The Irish, Robert Dickson and Sean Waddilove, have been the first to take first place in the 49er, while the French Lili Sebesi and Albane Dubois are positioned in the women`s 49er FX. The Germans Paul Kohlhoff and Alica Stuhlemmer got in the last minute the first place in the Nacra 17 class.
The Spanish team, which already has a place for Tokyo in all three classes, is positioned in the top 10 in all three classes. The Canary Islander, Tara Pacheco, takes sixth place after finishing first in the second leg. The competitors agree that they have been pleasantly surprised by the trade winds of the Canary Islands.
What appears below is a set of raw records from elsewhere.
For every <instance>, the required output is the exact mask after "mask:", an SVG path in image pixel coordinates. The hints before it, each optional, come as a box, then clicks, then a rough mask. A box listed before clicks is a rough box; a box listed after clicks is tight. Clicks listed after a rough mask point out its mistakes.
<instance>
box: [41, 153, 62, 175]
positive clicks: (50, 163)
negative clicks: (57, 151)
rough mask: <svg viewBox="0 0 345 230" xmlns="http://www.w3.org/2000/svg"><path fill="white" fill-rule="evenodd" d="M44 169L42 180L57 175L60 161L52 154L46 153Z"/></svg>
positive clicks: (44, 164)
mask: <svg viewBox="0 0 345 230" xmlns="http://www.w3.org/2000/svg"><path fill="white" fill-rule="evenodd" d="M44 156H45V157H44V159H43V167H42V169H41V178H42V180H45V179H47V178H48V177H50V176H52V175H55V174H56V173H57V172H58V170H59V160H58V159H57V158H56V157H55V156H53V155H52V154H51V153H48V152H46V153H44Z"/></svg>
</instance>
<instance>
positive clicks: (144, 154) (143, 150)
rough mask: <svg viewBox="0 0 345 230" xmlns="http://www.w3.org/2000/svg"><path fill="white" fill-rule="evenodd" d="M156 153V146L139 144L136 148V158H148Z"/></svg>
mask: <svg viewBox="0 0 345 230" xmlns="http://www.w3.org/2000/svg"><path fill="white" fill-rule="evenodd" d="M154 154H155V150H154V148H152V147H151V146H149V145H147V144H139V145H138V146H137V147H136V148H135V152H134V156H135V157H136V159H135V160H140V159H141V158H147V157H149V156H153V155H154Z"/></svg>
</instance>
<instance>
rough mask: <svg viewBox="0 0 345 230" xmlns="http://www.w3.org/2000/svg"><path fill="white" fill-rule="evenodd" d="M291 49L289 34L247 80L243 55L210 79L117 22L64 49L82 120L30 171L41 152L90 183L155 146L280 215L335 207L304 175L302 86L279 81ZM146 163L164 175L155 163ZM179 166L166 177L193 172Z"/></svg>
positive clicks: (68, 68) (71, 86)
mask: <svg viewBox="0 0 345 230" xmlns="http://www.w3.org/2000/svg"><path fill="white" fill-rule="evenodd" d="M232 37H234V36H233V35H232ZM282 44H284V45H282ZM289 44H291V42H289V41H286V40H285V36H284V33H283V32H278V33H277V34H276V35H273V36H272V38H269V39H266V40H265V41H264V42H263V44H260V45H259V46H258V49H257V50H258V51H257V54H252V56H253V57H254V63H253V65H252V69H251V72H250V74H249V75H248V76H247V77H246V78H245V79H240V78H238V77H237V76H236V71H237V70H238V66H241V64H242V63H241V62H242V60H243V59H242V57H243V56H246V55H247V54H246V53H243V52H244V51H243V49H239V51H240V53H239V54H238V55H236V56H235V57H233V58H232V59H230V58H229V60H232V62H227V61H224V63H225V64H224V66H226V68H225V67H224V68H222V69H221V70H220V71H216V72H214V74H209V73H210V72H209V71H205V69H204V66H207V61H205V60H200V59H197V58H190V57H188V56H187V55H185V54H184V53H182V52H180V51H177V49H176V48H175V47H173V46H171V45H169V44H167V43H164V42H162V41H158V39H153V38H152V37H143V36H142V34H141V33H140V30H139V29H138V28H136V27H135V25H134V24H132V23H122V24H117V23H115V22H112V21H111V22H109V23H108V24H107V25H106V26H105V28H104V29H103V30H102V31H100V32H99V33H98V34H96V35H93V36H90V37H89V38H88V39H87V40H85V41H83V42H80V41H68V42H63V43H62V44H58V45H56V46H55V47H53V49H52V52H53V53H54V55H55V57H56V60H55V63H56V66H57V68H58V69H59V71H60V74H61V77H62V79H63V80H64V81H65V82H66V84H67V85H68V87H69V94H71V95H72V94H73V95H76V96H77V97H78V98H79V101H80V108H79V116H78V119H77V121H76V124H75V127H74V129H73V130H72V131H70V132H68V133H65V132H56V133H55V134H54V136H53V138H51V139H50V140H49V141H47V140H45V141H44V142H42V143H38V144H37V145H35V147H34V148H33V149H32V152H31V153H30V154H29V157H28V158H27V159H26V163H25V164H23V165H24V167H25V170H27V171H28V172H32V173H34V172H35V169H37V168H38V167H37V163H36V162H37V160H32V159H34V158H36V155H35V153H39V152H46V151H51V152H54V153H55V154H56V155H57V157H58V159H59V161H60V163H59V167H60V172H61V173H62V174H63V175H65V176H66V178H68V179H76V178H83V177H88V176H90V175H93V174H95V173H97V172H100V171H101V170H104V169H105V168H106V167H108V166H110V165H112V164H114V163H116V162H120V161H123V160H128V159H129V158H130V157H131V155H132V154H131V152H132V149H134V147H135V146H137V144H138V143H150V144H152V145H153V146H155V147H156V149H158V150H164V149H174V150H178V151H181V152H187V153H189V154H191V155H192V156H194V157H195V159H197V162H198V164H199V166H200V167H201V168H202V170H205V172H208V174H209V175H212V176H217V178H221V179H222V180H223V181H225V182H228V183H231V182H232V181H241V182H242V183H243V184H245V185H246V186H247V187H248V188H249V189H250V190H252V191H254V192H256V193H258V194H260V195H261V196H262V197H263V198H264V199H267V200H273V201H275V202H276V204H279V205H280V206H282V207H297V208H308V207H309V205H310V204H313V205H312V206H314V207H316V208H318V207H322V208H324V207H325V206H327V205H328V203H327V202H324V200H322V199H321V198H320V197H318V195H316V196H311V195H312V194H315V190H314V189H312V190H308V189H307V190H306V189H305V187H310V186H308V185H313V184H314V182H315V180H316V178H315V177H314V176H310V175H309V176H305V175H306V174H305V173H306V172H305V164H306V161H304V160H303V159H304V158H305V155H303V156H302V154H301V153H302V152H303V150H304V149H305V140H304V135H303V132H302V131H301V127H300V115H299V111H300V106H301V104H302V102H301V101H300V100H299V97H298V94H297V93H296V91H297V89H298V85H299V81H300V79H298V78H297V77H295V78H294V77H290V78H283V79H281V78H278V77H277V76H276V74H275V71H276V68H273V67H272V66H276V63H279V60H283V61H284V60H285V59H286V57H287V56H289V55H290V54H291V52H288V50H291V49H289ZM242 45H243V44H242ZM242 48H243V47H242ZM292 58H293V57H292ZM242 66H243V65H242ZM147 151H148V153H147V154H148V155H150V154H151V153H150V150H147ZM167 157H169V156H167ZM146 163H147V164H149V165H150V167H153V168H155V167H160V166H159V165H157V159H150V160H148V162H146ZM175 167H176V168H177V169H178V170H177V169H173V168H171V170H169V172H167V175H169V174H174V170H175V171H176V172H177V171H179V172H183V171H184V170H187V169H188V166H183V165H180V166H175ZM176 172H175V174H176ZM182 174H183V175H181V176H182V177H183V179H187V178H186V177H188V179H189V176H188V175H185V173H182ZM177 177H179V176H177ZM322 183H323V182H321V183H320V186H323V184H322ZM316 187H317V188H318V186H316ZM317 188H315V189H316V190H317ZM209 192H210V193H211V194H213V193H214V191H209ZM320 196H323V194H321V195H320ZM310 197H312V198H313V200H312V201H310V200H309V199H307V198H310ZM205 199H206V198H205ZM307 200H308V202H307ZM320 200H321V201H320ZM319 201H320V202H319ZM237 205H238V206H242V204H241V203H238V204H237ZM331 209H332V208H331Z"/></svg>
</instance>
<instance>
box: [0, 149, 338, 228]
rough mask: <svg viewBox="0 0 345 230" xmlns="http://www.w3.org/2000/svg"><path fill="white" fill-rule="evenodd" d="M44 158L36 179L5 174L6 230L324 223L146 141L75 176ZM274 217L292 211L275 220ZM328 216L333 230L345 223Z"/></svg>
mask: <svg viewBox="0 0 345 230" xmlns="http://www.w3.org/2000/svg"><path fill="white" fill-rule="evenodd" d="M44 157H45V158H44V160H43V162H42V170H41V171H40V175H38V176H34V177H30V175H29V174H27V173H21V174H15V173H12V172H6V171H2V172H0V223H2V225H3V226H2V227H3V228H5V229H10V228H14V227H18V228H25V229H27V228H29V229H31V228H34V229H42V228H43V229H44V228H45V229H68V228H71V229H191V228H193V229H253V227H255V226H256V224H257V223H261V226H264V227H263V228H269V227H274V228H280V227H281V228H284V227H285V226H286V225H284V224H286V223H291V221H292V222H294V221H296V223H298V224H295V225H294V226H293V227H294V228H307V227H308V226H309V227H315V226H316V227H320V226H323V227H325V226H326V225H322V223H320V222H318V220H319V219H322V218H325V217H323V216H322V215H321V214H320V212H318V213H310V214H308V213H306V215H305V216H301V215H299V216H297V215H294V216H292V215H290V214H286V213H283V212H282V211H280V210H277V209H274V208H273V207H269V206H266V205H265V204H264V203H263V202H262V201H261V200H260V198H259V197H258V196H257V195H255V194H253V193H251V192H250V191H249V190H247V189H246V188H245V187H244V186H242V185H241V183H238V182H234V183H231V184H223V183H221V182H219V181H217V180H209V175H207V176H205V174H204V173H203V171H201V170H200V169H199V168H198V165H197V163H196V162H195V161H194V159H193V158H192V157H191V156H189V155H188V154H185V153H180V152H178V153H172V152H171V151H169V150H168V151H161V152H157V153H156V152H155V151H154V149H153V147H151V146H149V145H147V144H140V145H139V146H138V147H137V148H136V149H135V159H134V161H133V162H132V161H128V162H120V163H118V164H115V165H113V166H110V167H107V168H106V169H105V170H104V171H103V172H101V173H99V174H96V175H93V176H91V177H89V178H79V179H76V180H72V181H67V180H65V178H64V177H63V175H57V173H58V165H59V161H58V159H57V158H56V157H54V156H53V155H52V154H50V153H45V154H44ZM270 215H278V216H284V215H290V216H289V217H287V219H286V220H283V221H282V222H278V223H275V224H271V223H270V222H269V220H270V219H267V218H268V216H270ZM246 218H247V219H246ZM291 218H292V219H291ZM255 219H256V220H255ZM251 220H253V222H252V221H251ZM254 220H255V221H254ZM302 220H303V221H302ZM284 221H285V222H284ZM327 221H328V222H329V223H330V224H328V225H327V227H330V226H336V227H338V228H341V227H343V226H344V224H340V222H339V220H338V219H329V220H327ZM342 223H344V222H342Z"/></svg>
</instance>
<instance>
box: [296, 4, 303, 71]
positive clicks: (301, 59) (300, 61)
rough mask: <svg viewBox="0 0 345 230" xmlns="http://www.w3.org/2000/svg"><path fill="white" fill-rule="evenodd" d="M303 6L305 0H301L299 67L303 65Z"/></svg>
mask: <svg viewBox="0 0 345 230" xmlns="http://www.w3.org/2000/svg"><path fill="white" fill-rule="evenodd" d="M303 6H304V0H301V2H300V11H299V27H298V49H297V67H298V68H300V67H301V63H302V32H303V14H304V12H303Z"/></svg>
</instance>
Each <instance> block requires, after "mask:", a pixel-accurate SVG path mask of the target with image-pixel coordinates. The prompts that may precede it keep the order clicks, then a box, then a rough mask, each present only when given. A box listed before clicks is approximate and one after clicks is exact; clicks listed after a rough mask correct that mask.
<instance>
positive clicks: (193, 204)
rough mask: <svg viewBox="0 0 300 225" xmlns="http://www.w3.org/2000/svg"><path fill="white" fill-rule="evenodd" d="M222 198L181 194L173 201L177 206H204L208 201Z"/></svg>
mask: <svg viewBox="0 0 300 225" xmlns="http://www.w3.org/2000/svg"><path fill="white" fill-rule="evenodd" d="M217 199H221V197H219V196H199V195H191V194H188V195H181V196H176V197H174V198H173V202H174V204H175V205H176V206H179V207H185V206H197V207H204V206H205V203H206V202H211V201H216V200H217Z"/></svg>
Sunday, 21st March 2021.- Lanzarote welcomes sailors from more than 30 countries with trade winds of between 10 and 14 knots and swell, very good conditions for racing. The 49ers were the first to complete the 3 qualifying races of the day, each consisting of 4 windward-leeward legs, in which the Irishmen Robert Dickson and Sean Waddilove won, who said he was "very happy but there are still many races to go".
The Spanish team in this modality that will represent Spain in Tokyo, made up of the Cantabrian Diego Botín and the Galician Iago López, finished in fifth place, after a difficult start, "it was a good regatta, but we had problems at the beginning, it was difficult to get off from the start line". The Spanish duo, current world champions, have been training in Lanzarote since November, being the island "a discovery", especially for "the conditions in these winter months, as there is always wind, there are many waves and you can choose the conditions to train", says the Cantabrian sailor.
Many sailors had the same feeling: it was a complicated day, with many wind shifts and changes in intensity, with changes in direction of between 30 and 100 degrees and varying between 6 and 17 knots. "The most complicated thing was to be regular in the three races, with days like this it's easy to fall behind the fleet in some of the legs and lose the chance to make a comeback", explains Pepe Lis, coach of the 49er ESP.
For the Spanish 49er FX team, current world champions in this Olympic discipline, the wind was "playing all day". Galician Tamara Echegoyen and Mallorcan Paula Barceló say they are "very happy, although the day has been very complicated for all teams, but also for the race committee". There weren't many waves on the 49er FX course, but on the other two courses "there were big waves, and it was more difficult to sail", says Echegoyen.
Lanzarote has surprised the competitors in the Nacra 17 race course, as they have had to leave the water, although finally the waters of the strait between Lanzarote and Fuerteventura have allowed them to compete. "I tried to make two starts, but unfortunately the wind changed direction by 30 degrees, and they did well to postpone", said Tara Pacheco from the Canary Islands, who together with Florian Trittel from Barcelona, are third in the world ranking.
Sailing: the art of knowing how to read the wind
The trade winds coming from the north have pleasantly surprised the more than 240 competitors coming from more than 30 countries from all over the world. The channel located between Lanzarote and Fuerteventura is a race course with a very strong wind with respect to the direction and intensity of the wind, so the sailors have not had an easy time in this strait. "The conditions offered by the Canary Islands are very variable, Lanzarote, and more specifically Marina Rubicón, has ideal conditions for sailing, and on many occasions it is really similar to Japan", says Tara Pacheco, who highlights "the advantage of training on the islands 365 days a year".
The sailors have to choose which side of the race course they are going to choose to move towards the windward mark. There are two key conditions on the race course in the strait between Lanzarote and Fuerteventura that make it similar to the Olympic race course in Tokyo (Enoshima): strong wind and waves, and shifty winds. The competitors are "pleasantly surprised" with the weather conditions of the islands and their people, as well as the goodness of the trade winds, especially because the Canary Islands are the only place in Europe where they can sail driven by these winds.